The business survived, even thrived, and by 1973 Levengood reports he left his job at Firestone and immersed himself full-time into C&J Tire. Slightly more than a year later, the store celebrated its first year “in the black.”
In 1991, C&J Tire evolved into CJ’s Tire & Automotive, and Levengood opened a second location in West Lawn PA, outside Reading. That was followed with locations in New Holland (1993), and Lititz (1994). The wholesale division was also taking root as a regional tire distributor. More family members got involved, too.
“Tires are a commodity, so it’s up to us to show our customers how and why we’re different,” explains son Paul Levengood Jr. “Our formula is really pretty simple. We emphasize that it’s not about who is right, it’s about what is right. Taking care of the customer, hiring people with very high morals, and treating both customers and employees like they are family is what we are all about.”

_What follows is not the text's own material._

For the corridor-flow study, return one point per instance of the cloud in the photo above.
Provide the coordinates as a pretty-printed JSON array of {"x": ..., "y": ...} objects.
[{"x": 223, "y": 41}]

From just four employees in 1971, CJ’s now employs more than 200 full and part-time sales people, tire and auto technicians, managers and administrative staffers.
As it looks ahead to 2012, the Levengoods said their company plans to open another two retail stores by June; locally, it already operates stores in Limerick, North Coventry, Kimberton and, naturally, Birdsboro. It’s also re-styling several showrooms to make them more functional and comfortable, revising its websites, and taking a new approach to marketing.
All of it, the elder Levengood noted, is to ensure that people who patronize his business feel like they got value for their money … the same feeling he craved four decades ago.